In 1953, Carol Reed became only the second British film director to be knighted for his artistic accomplishments. Fifteen years later he would win an Academy Award for Oliver!, the kind of safe, middlebrow film Oscar voters love, but film buffs despise. However, Reed can easily be forgiven his musical foray, having directed three true masterpieces of British Film Noir: The Third Man (1949), The Fallen Idol (1948), and Odd Man Out (1947), the first and perhaps moodiest of the trio. Despite its largely sympathetic portrayal of an IRA protagonist, it helped cement James Mason’s status as one of the United Kingdom’s biggest stars. Now in honor of Mason’s centennial, Film Forum presents Reed’s Odd in a new 35mm print, as part of its Brit Noir and Mason Most Noir repertory film series, beginning this Friday.
Johnny McQueen believes fervently in the IRA cause. Unfortunately, his time in prison took a toll on him, physically and mentally. However, he is still determined to go on their next heist job as planned, rather than send another man in his place. Everyone fears for the worst, most of all Kathleen Sullivan, whose affections McQueen is too much the martyr to recognize.
Of course, things go terribly wrong. During their getaway, McQueen kills a man and is gravely wounded himself. Separated from his comrades, he desperately seeks shelter, while a massive dragnet proceeds to scoop up the crew, one by one.

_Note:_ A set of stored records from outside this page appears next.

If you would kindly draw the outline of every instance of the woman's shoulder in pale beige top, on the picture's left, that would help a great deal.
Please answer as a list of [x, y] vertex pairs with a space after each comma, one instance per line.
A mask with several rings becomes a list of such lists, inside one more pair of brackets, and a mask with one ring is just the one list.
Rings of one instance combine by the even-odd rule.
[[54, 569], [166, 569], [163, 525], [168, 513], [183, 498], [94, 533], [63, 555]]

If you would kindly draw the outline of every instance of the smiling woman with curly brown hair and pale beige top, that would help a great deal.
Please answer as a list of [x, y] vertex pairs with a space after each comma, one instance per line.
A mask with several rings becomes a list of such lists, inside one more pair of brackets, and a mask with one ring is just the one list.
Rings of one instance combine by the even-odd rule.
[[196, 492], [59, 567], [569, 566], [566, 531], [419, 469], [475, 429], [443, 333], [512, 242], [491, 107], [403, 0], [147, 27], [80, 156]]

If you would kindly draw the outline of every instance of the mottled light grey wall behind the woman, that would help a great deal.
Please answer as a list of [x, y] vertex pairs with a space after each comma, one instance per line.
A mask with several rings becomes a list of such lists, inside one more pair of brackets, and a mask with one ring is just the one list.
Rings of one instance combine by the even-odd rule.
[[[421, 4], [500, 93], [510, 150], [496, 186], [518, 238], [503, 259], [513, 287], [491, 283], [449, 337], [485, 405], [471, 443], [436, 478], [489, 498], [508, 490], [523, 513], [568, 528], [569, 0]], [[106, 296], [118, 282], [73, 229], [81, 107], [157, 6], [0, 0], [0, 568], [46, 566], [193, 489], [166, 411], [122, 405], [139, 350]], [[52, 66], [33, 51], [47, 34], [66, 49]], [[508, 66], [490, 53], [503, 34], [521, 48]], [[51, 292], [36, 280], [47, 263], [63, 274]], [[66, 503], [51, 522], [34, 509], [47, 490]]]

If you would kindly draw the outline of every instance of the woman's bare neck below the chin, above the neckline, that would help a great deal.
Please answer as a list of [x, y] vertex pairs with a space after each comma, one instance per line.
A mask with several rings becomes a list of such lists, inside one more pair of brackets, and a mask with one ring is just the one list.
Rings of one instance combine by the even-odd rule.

Somehow Reed and screenwriters F.L. Green and R.C. Sherriff were able to produce a film based on Green’s novel about the Troubles of Northern Ireland that never mentions Catholics, Protestants, or the British. Instead, they create a noir world, where many people profess to support McQueen and his cause, but nobody wants to get involved. Essentially, Odd chronicles McQueen’s death rattle, as he teeters through the streets of what is presumably Belfast, while the police and Sullivan scramble to find him first.
Noir is definitely the right word to describe Robert Krasker’s beautiful black-and-white cinematography. He also strikingly captures McQueen’s feverish waking dreams as his consciousness starts to slip. Though gritty and realistic, Odd eventually takes on a nightmarish cast, particularly during scenes involving a dubious artist intent on capturing McQueen’s anguished expressions.
Mason is indeed compelling as the tragic anti-hero, who seems doomed from the first frame, yet does his best to meet his fate with stoic resolve. While most of the cast are relatively unknown to American audiences, William Hartnell, the first Doctor Who, appears as Fencie the barkeeper. Still, the entire cast is quite convincing, having been largely recruited from the Abbey Theatre of Dublin, including co-founder W.G. Wray, as the well-meaning but pragmatic Father Tom.
Odd is one of Reed’s three great films and certainly a highpoint in Mason’s filmography as well. While American audiences might identify Mason more with British prestige pictures, the Film Forum retrospective lovingly presents him in a more nefarious light. Odd runs for two weeks, beginning this Friday (9/4-9/17).